RESULTS. Overall, the finding of statistically significant differences for adverse effects was significantly less frequent in PF (34.5%) than in NoPF (65.1%) studies (prevalence ratio [PR]: 0.53 [95% confidence interval (CI): 0.44–0.64]). This association became nonsignificant (PR: 0.94 [95% CI: 0.77–1.15]) after controlling for design features (such as dose or use of parallel groups) that tended to be associated with less-frequent findings of adverse effects and were more common in PF studies. Among studies that found a statistically significant increase in adverse effects associated with the study drug, the authors of PF articles concluded that the drug was “safe” more frequently than the authors of NoPF studies (PR: 3.68 [95% CI: 2.14–6.33]).

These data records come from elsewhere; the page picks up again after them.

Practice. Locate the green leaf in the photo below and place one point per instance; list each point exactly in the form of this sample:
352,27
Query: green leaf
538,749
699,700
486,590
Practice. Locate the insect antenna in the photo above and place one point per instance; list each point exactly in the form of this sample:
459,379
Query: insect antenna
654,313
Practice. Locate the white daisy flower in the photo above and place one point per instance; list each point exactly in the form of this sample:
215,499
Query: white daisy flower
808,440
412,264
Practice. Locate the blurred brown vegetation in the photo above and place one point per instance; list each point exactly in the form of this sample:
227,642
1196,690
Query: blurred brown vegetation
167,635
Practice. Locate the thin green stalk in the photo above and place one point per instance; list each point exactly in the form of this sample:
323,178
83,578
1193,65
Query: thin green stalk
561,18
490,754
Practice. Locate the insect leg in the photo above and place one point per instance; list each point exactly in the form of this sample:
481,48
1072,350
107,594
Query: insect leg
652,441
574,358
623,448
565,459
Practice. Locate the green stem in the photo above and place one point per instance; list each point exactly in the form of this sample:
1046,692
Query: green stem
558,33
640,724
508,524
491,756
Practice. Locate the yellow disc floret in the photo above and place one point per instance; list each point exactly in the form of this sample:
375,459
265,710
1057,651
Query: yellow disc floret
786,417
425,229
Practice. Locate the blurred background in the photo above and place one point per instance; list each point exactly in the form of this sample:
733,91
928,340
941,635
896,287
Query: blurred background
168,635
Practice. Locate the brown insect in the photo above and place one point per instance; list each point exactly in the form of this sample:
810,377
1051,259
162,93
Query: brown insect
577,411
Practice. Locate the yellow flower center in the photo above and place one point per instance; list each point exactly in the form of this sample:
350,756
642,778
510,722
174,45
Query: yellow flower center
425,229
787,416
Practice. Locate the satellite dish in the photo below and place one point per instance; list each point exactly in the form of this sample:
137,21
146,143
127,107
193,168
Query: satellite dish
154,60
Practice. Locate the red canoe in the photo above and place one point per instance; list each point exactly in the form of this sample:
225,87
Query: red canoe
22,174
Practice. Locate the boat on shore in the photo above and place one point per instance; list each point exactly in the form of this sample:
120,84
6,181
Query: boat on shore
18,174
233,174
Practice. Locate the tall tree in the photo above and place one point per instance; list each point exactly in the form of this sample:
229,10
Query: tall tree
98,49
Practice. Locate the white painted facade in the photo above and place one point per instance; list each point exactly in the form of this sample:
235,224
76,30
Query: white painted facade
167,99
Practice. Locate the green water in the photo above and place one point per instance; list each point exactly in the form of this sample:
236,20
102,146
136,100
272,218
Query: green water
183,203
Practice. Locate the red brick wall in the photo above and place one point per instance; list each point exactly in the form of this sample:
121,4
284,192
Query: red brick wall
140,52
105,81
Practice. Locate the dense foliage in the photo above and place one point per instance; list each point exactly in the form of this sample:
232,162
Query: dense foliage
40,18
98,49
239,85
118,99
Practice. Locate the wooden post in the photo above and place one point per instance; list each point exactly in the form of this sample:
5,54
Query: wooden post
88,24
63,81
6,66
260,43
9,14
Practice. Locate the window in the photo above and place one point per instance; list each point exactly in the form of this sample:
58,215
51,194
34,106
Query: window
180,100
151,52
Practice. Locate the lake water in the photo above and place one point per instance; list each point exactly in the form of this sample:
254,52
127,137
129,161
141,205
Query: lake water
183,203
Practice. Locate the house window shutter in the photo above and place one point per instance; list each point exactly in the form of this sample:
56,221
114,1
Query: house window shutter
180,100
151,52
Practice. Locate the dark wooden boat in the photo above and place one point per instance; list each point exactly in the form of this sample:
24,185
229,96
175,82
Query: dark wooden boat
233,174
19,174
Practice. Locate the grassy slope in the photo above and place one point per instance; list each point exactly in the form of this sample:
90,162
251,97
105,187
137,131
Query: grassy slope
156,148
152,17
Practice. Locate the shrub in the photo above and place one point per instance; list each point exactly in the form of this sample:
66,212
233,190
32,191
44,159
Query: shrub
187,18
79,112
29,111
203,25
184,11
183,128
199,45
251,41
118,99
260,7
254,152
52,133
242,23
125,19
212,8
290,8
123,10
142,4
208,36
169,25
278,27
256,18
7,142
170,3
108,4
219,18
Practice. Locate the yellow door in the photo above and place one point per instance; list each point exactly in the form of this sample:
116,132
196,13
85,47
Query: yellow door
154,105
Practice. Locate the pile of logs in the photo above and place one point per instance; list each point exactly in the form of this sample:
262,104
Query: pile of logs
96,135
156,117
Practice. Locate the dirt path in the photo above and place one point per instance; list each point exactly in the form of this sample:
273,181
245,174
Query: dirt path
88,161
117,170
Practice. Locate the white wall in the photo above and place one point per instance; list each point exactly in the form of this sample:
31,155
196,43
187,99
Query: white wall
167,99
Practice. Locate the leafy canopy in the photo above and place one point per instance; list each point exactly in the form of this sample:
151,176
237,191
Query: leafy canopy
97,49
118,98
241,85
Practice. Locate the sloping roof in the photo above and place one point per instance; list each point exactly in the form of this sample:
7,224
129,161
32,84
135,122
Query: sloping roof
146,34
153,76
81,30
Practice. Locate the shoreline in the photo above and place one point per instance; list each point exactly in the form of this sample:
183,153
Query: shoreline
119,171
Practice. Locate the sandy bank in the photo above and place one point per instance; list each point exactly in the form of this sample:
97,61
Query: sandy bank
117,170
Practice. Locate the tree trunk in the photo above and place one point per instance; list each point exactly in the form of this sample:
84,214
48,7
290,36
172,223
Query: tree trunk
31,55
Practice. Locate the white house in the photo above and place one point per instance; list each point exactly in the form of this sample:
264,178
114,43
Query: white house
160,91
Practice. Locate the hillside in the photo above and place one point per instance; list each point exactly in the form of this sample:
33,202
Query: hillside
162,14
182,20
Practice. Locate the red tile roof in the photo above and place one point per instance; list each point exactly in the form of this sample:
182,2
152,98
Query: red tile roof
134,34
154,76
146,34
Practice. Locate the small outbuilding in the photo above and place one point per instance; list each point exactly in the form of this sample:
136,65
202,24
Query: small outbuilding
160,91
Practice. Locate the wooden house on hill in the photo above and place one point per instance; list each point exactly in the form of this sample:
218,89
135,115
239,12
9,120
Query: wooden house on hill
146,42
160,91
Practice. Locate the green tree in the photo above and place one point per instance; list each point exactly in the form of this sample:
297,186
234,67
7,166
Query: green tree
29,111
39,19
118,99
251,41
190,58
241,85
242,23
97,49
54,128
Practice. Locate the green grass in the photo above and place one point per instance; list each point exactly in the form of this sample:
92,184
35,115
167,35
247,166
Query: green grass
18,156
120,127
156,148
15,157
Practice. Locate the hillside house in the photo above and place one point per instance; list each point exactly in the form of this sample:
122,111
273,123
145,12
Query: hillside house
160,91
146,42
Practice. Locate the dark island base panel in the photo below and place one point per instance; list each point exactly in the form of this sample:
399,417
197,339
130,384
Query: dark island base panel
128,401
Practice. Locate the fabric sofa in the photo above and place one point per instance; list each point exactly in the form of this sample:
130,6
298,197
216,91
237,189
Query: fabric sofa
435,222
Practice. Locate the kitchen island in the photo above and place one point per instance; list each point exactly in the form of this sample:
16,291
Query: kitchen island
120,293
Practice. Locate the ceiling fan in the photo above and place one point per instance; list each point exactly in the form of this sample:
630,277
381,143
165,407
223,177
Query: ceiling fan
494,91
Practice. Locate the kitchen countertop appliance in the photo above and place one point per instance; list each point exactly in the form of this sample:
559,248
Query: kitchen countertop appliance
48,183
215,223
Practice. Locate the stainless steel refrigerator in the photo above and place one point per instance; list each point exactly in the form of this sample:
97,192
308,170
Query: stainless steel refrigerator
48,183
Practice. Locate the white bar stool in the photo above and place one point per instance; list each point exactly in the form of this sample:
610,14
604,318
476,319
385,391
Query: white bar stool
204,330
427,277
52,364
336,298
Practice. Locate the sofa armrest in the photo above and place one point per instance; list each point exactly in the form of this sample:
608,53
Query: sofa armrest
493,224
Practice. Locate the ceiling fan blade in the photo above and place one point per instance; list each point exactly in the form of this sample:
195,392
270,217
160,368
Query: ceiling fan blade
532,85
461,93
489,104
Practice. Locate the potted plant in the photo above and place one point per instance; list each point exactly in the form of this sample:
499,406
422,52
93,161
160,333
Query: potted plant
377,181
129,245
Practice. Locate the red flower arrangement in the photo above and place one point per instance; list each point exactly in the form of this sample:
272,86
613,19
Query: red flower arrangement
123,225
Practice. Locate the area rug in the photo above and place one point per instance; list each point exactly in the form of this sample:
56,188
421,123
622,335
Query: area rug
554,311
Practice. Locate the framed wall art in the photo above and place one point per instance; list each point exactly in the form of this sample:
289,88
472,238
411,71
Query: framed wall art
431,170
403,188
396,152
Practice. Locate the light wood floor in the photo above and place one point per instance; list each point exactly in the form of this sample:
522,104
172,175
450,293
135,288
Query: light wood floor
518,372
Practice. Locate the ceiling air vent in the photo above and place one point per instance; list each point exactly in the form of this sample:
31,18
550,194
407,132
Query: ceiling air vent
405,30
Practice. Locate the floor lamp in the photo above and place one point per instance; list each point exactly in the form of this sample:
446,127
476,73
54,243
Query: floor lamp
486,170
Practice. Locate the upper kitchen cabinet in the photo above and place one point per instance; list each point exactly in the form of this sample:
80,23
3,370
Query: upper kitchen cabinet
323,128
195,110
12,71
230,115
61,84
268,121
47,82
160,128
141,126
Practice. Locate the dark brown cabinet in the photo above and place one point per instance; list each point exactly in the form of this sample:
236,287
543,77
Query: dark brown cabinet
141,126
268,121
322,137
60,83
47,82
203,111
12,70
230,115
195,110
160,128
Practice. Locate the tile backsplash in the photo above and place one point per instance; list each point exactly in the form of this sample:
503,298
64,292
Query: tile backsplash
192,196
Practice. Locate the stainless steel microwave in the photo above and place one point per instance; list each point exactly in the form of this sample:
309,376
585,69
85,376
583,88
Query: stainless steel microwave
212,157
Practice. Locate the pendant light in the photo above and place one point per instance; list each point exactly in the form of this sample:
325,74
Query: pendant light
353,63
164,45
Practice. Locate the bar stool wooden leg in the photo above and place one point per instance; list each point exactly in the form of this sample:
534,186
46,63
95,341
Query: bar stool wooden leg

CONCLUSIONS. The type of funding may have determinant effects on the design of studies and on the interpretation of findings: funding by the industry is associated with design features less likely to lead to finding statistically significant adverse effects and with a more favorable clinical interpretation of such findings. Disclosure of conflicts of interest should be strengthened for a more balanced opinion on the safety of drugs
REVIEWER COMMENTS. Okay, so maybe this is not a real big shock to most of us. What was surprising to me was the extent that this bias exists with a variety of other drugs including hypertensive agents, pain medications, and cancer treatments. This seems to be related to the study design of the protocols, suggesting that the whole system is “rigged.” The investigator physicians have no clue how the studies are set up or how the data are manipulated. So where is the Food and Drug Administration in all of this?